The next Silicon Valley: Siberia
A tech boom is giving life to a former Soviet center for science. IBM, Intel - and even Oprah - are paying attention.
(Fortune Magazine) -- Time passes slowly in Novosibirsk. In front of the opera house on Red Prospect, skateboard kids skid off the plinth of the Lenin statue. The tilting chimneys of roadside hovels, rusted auto husks and sludge-slicked bus shelters appear to have been slouching into poses over many decades.
At the boat hotel on the Ob River, the cook does not hurry with the kasha. The capital of Siberia, Russia's third-largest city, Novosibirsk in winter offers few explicit charms.
But travel beyond the casinos of downtown, past wild dogs patrolling wild weeds, past Tajik road crews in orange jump suits, and a hub of activity rises from the woodland. Here, capitalist opportunity has overcome post-Soviet drear.
This is Akademgorodok - Academy Town - where Russian high tech booms. This place, called the Silicon Forest, won't pass for Silicon Valley anytime soon. Private high tech has expanded from a $10 million business a decade ago to a still-tiny $150 million industry last year, with the number of firms growing 15 percent annually.
But there is enough softly priced expertise for Intel (Charts), IBM (Charts), and Schlumberger (Charts) to make camp here. And in a signal of Akademgorodok's broadening reach and legitimacy, a local IT firm is producing a Web portal for Oprah Winfrey.
President Vladimir Putin has also taken note, backing the construction of a $650 million technology business district with $100 million in state funding for infrastructure. "We simply mustn't waste this chance," Putin declared in Akademgorodok following a 2005 trip to tech-savvy India, "especially as other countries have achieved success without such a strong starting position." High tech is the sort of thing that the Kremlin, realizing that Russia's natural resources can't last forever, would like to develop.
Tapping brain resources, then, becomes a priority. Every year, Russia graduates as many science and technology specialists as India - 200,000 - although Russia is 80 percent smaller by population. Russian science and technology hold a unique position in the world, with a tradition of critical thinking and developmental breakthrough, along with a professional hunger born of the proximity to actual hunger.

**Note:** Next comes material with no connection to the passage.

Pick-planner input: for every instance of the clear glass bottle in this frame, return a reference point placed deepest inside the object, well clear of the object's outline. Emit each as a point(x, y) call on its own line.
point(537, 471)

Russia's software exports total $1.8 billion annually; the country is the third-largest software-outsourcing destination in the world, after China and India. "Inside Intel we have an expression," says Steve Chase, president of Intel Russia. "If you have something tough, give it to the Americans. If you have something difficult, give it to the Indians. If you have something impossible, give it to the Russians."
The rise and fall of Science Town
The story begins in 1958, when leaders in the Soviet scientific establishment secured Nikita Khrushchev's backing to establish a town devoted entirely to science. The idea was to collect many of the country's top scientists in a single location deep in the Siberian woods, far from prying eyes and metropolitan distractions.

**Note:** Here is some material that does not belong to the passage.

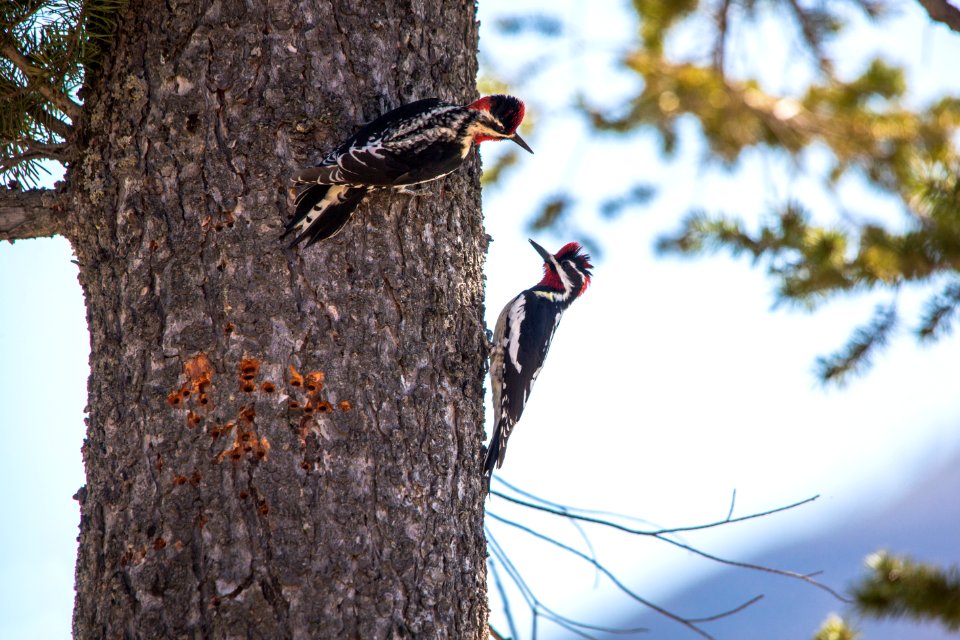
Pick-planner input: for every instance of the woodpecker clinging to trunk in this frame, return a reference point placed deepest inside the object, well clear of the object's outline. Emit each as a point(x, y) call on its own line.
point(522, 338)
point(415, 143)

By 1963 building crews had completed Akademgorodok, a scholastic and research entity 20 miles from the Novosibirsk city center. Within a few years Novosibirsk State University had opened, and its graduates plugged into one of the dozens of surrounding institutes dedicated to advanced research - a Soviet approximation of Cambridge, Mass.
In much of the world, moving to Siberia would not be regarded as especially attractive. But this is just what many of the Soviet Union's greatest scientific minds decided to do, to a large extent willingly, lured by the promise of new housing and professional advancement.
For 30 years Novosibirsk was one of the smartest cities in the imperium, a collective of academics who put their minds to everything from nuclear physics to theoretical genetics, from the space program to the weapons aimed at the great American evil.
And then the bottom dropped out.
When the Soviet state collapsed in 1991, the scientific apparatus crumbled along with it. The salaries and status allotted to scientists vanished, as did a system geared toward nourishing young talent.
A walk through the Novosibirsk Institute of Automation and Electrometry is all it takes to see the years of neglect. Electrical wires hang from the ceiling like stray hairs across a tired forehead. Paint flakes from the walls; lights in the passageways flicker from dim to dark. For an institution that once sparred with MIT, this place could use a pick-me-up.
But when Mikhail Lavrentyev, a Siberian mathematician of lofty provenance, opens the door to a research lab, he reveals what is saving Akademgorodok from sliding into irreversible institutional decrepitude: two doctoral students hunched over computer terminals writing code for Intel.
"Akademgorodok was a new idea, multidisciplinarian, to give young scientists a real chance to develop ideas," says Lavrentyev, whose grandfather, also Mikhail, was the prime mover in creating Akademgorodok. "But salaries in the '90s went south. There became a clear choice when you finished your degree: Go to science, or go to business and immediately have a reasonable salary."